Hacker News new | ask | show | jobs
by jernfrost 3050 days ago
When you write code in a C like fashion it can often get as fast or faster than C. Of course it has the disadvatnage of all jit languages that it will likely have slower startup. But when you crunch big chunks of data it should be able to compete with C.

Actually want to qualify this a bit. Nothing gets automatically fast by just picking a fast language. That Julia is close to C in performance mainly means it is possible to achieve this through optimization without too much effort. However you still need to have some idea of what makes something slow or fast in Julia.

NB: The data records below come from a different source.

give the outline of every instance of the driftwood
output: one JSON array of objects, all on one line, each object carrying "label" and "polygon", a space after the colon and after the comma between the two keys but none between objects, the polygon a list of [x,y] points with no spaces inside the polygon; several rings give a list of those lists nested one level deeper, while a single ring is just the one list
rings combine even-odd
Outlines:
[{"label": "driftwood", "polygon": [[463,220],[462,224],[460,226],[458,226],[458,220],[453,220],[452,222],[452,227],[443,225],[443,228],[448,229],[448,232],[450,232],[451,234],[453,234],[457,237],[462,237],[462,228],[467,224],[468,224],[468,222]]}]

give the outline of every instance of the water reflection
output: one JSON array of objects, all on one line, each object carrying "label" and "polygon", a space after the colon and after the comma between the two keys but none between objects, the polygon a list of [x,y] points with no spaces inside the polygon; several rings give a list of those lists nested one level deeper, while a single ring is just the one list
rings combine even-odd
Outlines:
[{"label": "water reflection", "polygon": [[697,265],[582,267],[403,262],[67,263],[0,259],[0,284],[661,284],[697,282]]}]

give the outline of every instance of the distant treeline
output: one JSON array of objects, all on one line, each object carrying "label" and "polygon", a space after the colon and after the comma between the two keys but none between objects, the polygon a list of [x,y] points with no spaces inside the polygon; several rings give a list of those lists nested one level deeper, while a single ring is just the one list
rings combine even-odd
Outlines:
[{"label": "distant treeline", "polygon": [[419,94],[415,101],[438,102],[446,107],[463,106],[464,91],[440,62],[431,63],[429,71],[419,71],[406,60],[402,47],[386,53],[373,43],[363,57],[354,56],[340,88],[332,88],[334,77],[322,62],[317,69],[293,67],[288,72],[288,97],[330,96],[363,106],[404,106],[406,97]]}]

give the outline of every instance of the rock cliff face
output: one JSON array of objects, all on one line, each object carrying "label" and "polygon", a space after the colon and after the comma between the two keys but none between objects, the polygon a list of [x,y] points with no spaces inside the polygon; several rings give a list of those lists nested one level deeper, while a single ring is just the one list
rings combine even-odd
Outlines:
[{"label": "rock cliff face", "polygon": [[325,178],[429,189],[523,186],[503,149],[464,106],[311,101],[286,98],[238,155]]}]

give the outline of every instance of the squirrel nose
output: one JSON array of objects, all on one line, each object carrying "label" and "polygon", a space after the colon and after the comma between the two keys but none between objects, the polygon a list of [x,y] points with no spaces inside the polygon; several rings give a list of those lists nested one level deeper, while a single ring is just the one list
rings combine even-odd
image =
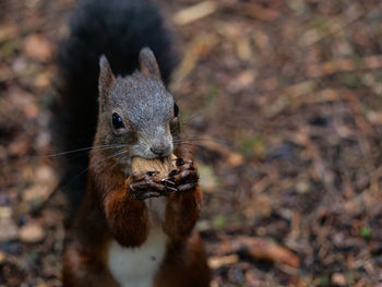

Personally I find it very easy to optimize Julia code because you can quickly see how the JIT transforms an individual function and what you may need to change.

1 comments

Ok thanks. Lately been using Cython with its near-C speed and Python convenience. Just quickly had a look at Julia wiki page, seems like a fast Python, is that fair?
Python doesn't have multiple dispatch though. It's central to making Julia's type system fast. I.e., it's not just loops that are fast, but also code that uses Julia-defined data structures are fast. Additionally, you can write generic code and have it automatically compile fast code for large classes of types. Also, the whole Base library is written in Julia, mostly generically, so this will be compatible with your user-defined data structures as well.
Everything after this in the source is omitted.